Post by bill shoe » Tue Jun 11, 2019 3:11 am

TAG wrote:
Tue Jun 11, 2019 12:33 am
Autosport has a write up with a few very important details about why they came to the decision they came to.
  • It was a unanimous decision by the stewards to penalize Vettel.
  • They looked at Hamilton's telemetry, not just the video review to see how hard he had to brake to avoid hitting Vettel.
  • They used CCTV video from cameras at the circuit to confirm Vettel checked his mirrors to see exactly where Hamilton was.
  • The stewards all agreed that Vettel had regained control of the car then checked to see where Hamilton was, then used a second steering imput to block Hamilton from overtaking.
Vettel "I didn't know Hamilton was there" #-o
So did Vettel simply ruin the post-race ceremonies for everyone by having the mother of all temper-tantrums?

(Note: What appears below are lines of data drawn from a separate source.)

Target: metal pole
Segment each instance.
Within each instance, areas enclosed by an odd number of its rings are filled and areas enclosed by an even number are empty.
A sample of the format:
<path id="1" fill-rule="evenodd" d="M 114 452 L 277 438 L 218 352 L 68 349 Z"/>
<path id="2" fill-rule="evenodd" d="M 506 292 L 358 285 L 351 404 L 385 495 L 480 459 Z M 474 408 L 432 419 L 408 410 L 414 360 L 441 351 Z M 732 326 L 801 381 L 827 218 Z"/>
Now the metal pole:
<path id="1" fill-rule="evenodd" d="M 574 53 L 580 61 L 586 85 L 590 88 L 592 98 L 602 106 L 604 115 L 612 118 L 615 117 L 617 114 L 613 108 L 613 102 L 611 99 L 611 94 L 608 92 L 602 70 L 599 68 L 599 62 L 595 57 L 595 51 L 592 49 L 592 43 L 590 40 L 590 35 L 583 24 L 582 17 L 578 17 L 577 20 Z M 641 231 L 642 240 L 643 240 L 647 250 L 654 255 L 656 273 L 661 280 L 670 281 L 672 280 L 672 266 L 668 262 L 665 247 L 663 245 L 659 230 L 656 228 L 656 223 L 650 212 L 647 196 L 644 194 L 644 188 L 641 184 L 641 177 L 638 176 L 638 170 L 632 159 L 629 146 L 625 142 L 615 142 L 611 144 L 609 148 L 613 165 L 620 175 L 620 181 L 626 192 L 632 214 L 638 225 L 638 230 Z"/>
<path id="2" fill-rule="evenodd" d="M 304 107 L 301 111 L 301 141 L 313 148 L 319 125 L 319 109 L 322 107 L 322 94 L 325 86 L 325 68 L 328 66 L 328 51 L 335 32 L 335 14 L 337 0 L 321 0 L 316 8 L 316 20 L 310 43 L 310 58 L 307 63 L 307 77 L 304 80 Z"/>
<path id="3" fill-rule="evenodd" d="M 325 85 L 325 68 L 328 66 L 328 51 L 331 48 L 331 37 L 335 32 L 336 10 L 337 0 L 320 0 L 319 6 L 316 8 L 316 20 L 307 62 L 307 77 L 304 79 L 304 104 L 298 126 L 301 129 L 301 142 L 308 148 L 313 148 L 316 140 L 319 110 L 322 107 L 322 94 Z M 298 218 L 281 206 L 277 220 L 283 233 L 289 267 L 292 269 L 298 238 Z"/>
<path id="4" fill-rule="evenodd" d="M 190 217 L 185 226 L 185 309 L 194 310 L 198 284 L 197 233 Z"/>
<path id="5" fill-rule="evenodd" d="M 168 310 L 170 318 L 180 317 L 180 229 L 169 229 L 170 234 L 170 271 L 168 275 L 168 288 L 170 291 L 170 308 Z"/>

The FIA racing penalties are quite mild. It seems if you get judged to have done something wrong then you get a very small penalty that puts you back to where you began but nothing more, so really just a correction rather than a penalty. This incentivizes drivers to always go for the bump, block, shortcut, etc. and see what happens. If the decision goes against you then you're no worse off than when you started, plus you can whinge up and down to the international TV audience.

This culture of micro-penalties for race-changing behavior may actually make F1 driving worse. NASCAR has a famously laissez-faire culture for driving standards, where anything (including simple retaliation) is fair game as long as it's on the track and under green. It's never perfectly equitable, but you largely get punched to the extent that you punch. I can think of one or two current F1 drivers that would quickly get their asses handed to them if they tried to race NASCAR in the same lawyered-up way they race F1.